I would like the output to be something like :

[['01' -- --],[-- -- '01'],['01', '01' --]]

So it's very important for it to be strings, so they can be added as such.

Running this code however gives me the following error:

numpy.core._exceptions.UFuncTypeError: ufunc 'add' did not contain a loop with signature matching types (dtype('<U32'), dtype('<U32')) -> None

Which I don't understand since both arrays clearly have the same datatypes in my opinion. Adding them without the string conversion works just fine but doesn't give me the required output. I have run into this error before and tried to look it up but never really understood it. Thanks

1

There are 1 best solutions below

0
On

This isn't a masked array issue; it's a string dtype one.
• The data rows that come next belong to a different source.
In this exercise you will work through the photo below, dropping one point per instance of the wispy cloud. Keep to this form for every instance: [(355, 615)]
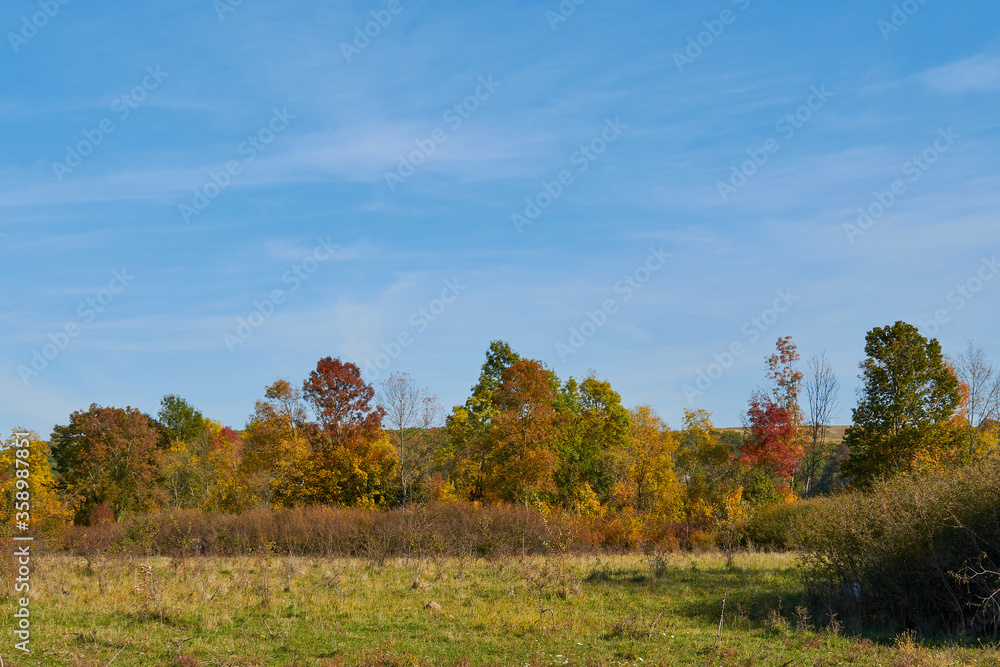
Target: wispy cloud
[(978, 74)]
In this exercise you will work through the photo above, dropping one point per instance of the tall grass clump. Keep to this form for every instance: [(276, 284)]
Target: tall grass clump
[(920, 553)]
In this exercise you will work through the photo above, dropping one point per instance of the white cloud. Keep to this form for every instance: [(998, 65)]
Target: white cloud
[(974, 75)]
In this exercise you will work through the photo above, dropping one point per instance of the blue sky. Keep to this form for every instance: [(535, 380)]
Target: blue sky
[(278, 139)]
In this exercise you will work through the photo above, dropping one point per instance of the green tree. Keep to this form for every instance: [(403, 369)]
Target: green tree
[(108, 455), (469, 426), (596, 428), (182, 421), (904, 417)]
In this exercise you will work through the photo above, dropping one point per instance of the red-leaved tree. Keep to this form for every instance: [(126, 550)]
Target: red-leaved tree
[(771, 442), (342, 401)]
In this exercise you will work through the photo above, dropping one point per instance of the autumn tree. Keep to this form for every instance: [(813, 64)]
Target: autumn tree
[(351, 460), (595, 429), (705, 468), (46, 505), (647, 480), (772, 421), (980, 385), (181, 419), (228, 490), (410, 411), (822, 398), (108, 455), (520, 463), (785, 379), (274, 450), (470, 426), (770, 441), (903, 419), (186, 470), (341, 401)]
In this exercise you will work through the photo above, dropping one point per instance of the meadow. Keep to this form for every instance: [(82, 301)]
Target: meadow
[(266, 609)]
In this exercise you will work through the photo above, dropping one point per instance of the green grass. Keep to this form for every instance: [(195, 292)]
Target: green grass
[(308, 611)]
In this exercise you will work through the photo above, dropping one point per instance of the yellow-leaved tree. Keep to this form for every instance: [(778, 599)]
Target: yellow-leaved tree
[(45, 505), (646, 478)]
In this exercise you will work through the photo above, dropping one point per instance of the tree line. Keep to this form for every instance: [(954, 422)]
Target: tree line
[(526, 437)]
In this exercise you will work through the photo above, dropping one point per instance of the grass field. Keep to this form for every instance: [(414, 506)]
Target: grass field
[(618, 610)]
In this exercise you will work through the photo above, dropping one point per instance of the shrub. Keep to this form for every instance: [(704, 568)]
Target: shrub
[(903, 554), (784, 526)]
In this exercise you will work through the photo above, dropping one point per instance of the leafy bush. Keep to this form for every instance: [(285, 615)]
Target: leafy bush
[(783, 526), (912, 553)]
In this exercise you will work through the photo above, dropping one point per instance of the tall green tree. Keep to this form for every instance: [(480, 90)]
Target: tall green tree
[(904, 416), (596, 429), (469, 426), (181, 420), (108, 455)]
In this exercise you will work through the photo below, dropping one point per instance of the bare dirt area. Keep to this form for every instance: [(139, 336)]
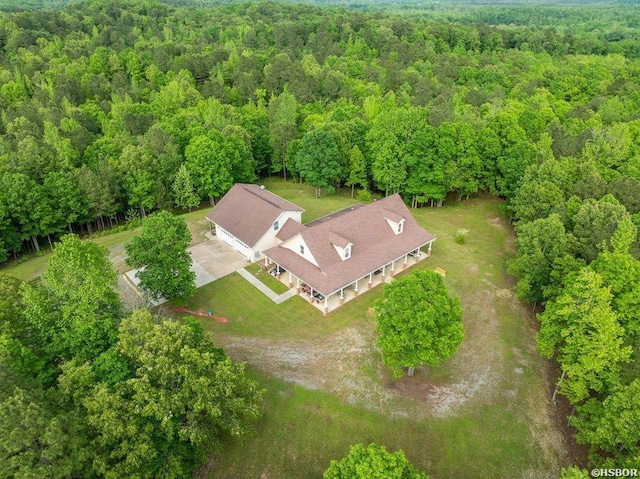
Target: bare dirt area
[(348, 365)]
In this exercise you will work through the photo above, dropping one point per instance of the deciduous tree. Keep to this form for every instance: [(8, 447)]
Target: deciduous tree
[(161, 253), (373, 462), (183, 191)]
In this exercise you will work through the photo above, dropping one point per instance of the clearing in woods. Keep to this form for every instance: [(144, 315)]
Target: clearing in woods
[(486, 413)]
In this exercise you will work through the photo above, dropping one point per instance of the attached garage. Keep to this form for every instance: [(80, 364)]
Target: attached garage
[(224, 236), (248, 218)]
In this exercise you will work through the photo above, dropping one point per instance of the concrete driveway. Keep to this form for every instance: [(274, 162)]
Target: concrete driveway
[(212, 259)]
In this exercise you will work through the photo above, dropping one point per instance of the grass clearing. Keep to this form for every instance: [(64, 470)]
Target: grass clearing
[(485, 413), (36, 265), (265, 278)]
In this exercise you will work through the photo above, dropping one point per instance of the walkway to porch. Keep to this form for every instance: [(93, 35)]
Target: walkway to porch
[(351, 291)]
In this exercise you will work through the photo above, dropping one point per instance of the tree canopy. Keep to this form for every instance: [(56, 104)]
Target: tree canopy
[(418, 322), (161, 252)]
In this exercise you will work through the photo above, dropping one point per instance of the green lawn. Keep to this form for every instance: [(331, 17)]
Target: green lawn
[(506, 433), (272, 283)]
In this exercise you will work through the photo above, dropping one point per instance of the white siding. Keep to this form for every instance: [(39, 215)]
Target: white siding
[(224, 235), (294, 244), (269, 240)]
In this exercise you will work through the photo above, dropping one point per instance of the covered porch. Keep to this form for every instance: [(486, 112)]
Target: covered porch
[(335, 299)]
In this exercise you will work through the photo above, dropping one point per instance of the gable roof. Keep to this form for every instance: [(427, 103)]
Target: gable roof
[(248, 211), (374, 244), (289, 229)]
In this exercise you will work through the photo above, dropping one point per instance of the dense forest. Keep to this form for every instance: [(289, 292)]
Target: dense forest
[(111, 110)]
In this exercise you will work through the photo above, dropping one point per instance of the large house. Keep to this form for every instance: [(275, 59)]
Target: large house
[(248, 218), (332, 257)]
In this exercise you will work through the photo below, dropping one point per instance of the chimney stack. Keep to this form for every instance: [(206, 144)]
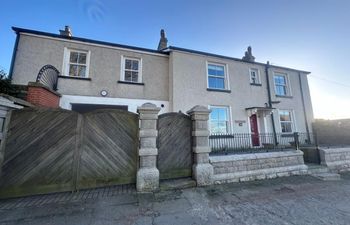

In [254]: a = np.arange(4)
In [255]: a
Out[255]: array([0, 1, 2, 3])
In [256]: a+a
Out[256]: array([0, 2, 4, 6])
In [257]: a1 = a.astype(str)
In [258]: a1
Out[258]: array(['0', '1', '2', '3'], dtype='<U21')
In [259]: a1 + a1
Traceback (most recent call last):
  Input In [259] in <cell line: 1>
    a1 + a1
UFuncTypeError: ufunc 'add' did not contain a loop with signature matching types (dtype('<U21'), dtype('<U21')) -> None

astype(str) makes an array with a numpy string dtype; this is optimized for array storage, but is not the same as Python strings. np.char has some functions that can apply string methods to Un dtypes:

In [260]: np.char.add(a1,a1)
Out[260]: array(['00', '11', '22', '33'], dtype='<U42')

Or as commented, you can make a list like array of string objects:

In [261]: a2 = a1.astype(object)
In [262]: a2
Out[262]: array(['0', '1', '2', '3'], dtype=object)
In [263]: a2 + a2
Out[263]: array(['00', '11', '22', '33'], dtype=object)

For object dtype arrays, operators like + delegate the action to the methods of the elements. Equivalently:

In [264]: [i+j for i,j in zip(a2,a2)]
Out[264]: ['00', '11', '22', '33']

I expect [264] to be fastest. numpy doesn't add much to string processing.